While the plan was massively unpopular in Washington at the time, Biden revisited the idea on the debate stage when running for president in 2007. 

Biden's recent comments regarding Iraq have mostly focused on explaining his past decisions, saying little about what he would do with US foreign policy toward the country in today's climate or his views regarding recent popular protests.

During a debate in January, Biden defended the need to keep special forces in places such as Iraq, despite Iraqi demands for US forces to leave the country.

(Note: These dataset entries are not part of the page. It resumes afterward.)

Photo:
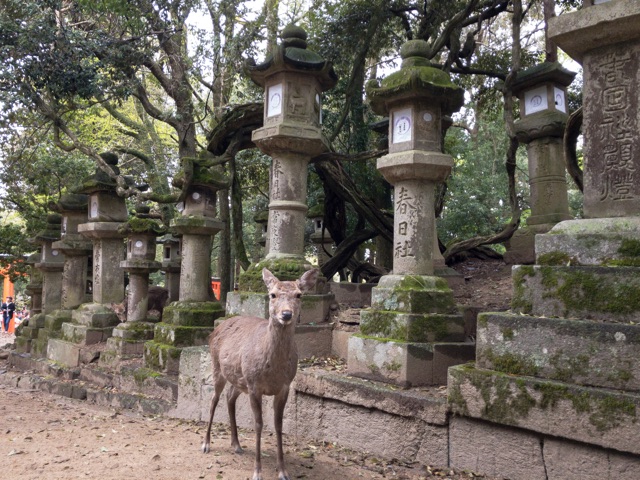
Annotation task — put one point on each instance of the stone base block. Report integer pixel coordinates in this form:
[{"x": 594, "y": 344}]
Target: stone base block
[
  {"x": 23, "y": 345},
  {"x": 340, "y": 343},
  {"x": 356, "y": 295},
  {"x": 162, "y": 357},
  {"x": 408, "y": 327},
  {"x": 126, "y": 343},
  {"x": 85, "y": 335},
  {"x": 595, "y": 293},
  {"x": 181, "y": 336},
  {"x": 607, "y": 418},
  {"x": 415, "y": 294},
  {"x": 594, "y": 241},
  {"x": 581, "y": 352},
  {"x": 405, "y": 364},
  {"x": 192, "y": 314},
  {"x": 95, "y": 315},
  {"x": 248, "y": 304},
  {"x": 63, "y": 352},
  {"x": 313, "y": 340},
  {"x": 315, "y": 308},
  {"x": 507, "y": 452}
]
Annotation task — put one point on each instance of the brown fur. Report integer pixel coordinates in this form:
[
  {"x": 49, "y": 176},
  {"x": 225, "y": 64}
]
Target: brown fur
[{"x": 259, "y": 357}]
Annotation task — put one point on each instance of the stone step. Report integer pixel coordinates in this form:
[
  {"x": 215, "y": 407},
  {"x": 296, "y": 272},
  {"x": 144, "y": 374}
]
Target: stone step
[
  {"x": 132, "y": 386},
  {"x": 597, "y": 416},
  {"x": 577, "y": 351},
  {"x": 608, "y": 294},
  {"x": 405, "y": 363}
]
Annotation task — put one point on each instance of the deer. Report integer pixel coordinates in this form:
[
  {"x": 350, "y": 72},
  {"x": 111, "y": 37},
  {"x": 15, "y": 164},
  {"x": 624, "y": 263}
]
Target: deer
[{"x": 258, "y": 356}]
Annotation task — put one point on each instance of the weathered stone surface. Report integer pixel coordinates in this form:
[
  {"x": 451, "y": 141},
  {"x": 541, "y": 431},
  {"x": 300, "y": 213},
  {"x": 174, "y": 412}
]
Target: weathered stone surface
[
  {"x": 495, "y": 450},
  {"x": 356, "y": 295},
  {"x": 581, "y": 352},
  {"x": 313, "y": 340},
  {"x": 428, "y": 327},
  {"x": 595, "y": 241},
  {"x": 569, "y": 461},
  {"x": 403, "y": 363},
  {"x": 597, "y": 416},
  {"x": 594, "y": 293}
]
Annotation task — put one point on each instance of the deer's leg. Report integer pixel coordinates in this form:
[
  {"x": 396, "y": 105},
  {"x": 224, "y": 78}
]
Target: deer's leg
[
  {"x": 219, "y": 384},
  {"x": 256, "y": 407},
  {"x": 232, "y": 396},
  {"x": 279, "y": 402}
]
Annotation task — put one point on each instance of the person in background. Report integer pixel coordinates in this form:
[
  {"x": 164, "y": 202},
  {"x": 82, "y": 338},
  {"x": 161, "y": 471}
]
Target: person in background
[{"x": 8, "y": 308}]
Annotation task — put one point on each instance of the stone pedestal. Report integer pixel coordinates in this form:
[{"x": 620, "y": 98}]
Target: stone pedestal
[
  {"x": 190, "y": 320},
  {"x": 129, "y": 337},
  {"x": 76, "y": 249},
  {"x": 293, "y": 80},
  {"x": 543, "y": 116},
  {"x": 93, "y": 322},
  {"x": 28, "y": 330},
  {"x": 51, "y": 265},
  {"x": 171, "y": 258},
  {"x": 413, "y": 331},
  {"x": 565, "y": 363}
]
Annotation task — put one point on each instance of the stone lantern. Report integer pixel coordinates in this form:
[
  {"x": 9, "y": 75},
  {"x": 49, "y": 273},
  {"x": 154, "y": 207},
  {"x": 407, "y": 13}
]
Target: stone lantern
[
  {"x": 413, "y": 331},
  {"x": 543, "y": 117},
  {"x": 29, "y": 330},
  {"x": 171, "y": 257},
  {"x": 76, "y": 248},
  {"x": 189, "y": 321},
  {"x": 130, "y": 336},
  {"x": 51, "y": 263},
  {"x": 293, "y": 79},
  {"x": 94, "y": 322}
]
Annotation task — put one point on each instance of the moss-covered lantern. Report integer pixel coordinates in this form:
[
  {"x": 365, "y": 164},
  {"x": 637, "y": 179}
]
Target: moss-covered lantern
[{"x": 416, "y": 98}]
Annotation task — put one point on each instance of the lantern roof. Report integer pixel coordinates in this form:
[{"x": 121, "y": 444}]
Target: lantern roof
[
  {"x": 416, "y": 78},
  {"x": 292, "y": 55},
  {"x": 70, "y": 202},
  {"x": 52, "y": 228},
  {"x": 541, "y": 73}
]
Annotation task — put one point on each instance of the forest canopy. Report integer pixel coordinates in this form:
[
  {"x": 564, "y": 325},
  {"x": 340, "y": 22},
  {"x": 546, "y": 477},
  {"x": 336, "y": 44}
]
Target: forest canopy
[{"x": 162, "y": 83}]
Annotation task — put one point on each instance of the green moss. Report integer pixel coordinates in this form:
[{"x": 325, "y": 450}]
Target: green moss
[
  {"x": 393, "y": 366},
  {"x": 511, "y": 363},
  {"x": 555, "y": 258},
  {"x": 507, "y": 333},
  {"x": 141, "y": 225},
  {"x": 520, "y": 301},
  {"x": 585, "y": 291},
  {"x": 567, "y": 368},
  {"x": 283, "y": 269},
  {"x": 629, "y": 248}
]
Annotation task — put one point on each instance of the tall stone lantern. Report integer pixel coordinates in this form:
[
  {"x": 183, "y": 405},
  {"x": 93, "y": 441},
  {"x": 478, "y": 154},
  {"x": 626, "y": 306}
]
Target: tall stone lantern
[
  {"x": 190, "y": 320},
  {"x": 413, "y": 332},
  {"x": 293, "y": 79},
  {"x": 130, "y": 336},
  {"x": 543, "y": 117},
  {"x": 93, "y": 323},
  {"x": 171, "y": 255}
]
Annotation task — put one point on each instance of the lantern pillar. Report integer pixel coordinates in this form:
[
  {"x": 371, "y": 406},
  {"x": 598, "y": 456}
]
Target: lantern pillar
[
  {"x": 413, "y": 332},
  {"x": 543, "y": 117}
]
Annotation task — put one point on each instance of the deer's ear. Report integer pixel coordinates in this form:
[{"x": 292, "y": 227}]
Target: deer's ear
[
  {"x": 269, "y": 278},
  {"x": 308, "y": 280}
]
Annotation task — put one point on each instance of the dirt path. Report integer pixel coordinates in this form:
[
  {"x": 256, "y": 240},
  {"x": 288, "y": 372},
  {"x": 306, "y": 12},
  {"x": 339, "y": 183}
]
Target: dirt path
[{"x": 46, "y": 437}]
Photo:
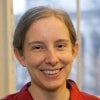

He and Senator Amy Klobuchar, a former opponent who has since endorsed Biden, were the only two candidates at that debate to explicitly say they would leave US troops in the Middle East.

Sanders 

Sanders was a leading opponent of the US' 2002 invasion of Iraq, voting against the War Powers Act that gave Bush broad authorisation for military action.

Sanders has vowed to pull out "combat troops" from the region, but has not laid out his plan on how he would do that, or defined what he considers "combat troops".  

He has argued that Americans are "sick and tired of endless wars, which have cost us trillions of dollars" and says that if elected, he plans on helping to rebuild the United Nations and the US State Department in order to focus more on diplomacy and less on military intervention. 

The senator has expressed optimism regarding recent protests in Iraq, as well as in Lebanon, saying that the "spirit" of the Arab Spring was still "very much alive".

"The Arab Spring rose up to fight corruption, repression, inequality and austerity," he wrote in an October tweet. 

"The Lebanon and Iraq protests show this spirit is still very much alive. If we want a progressive future, we need to build up a global movement of and for working people."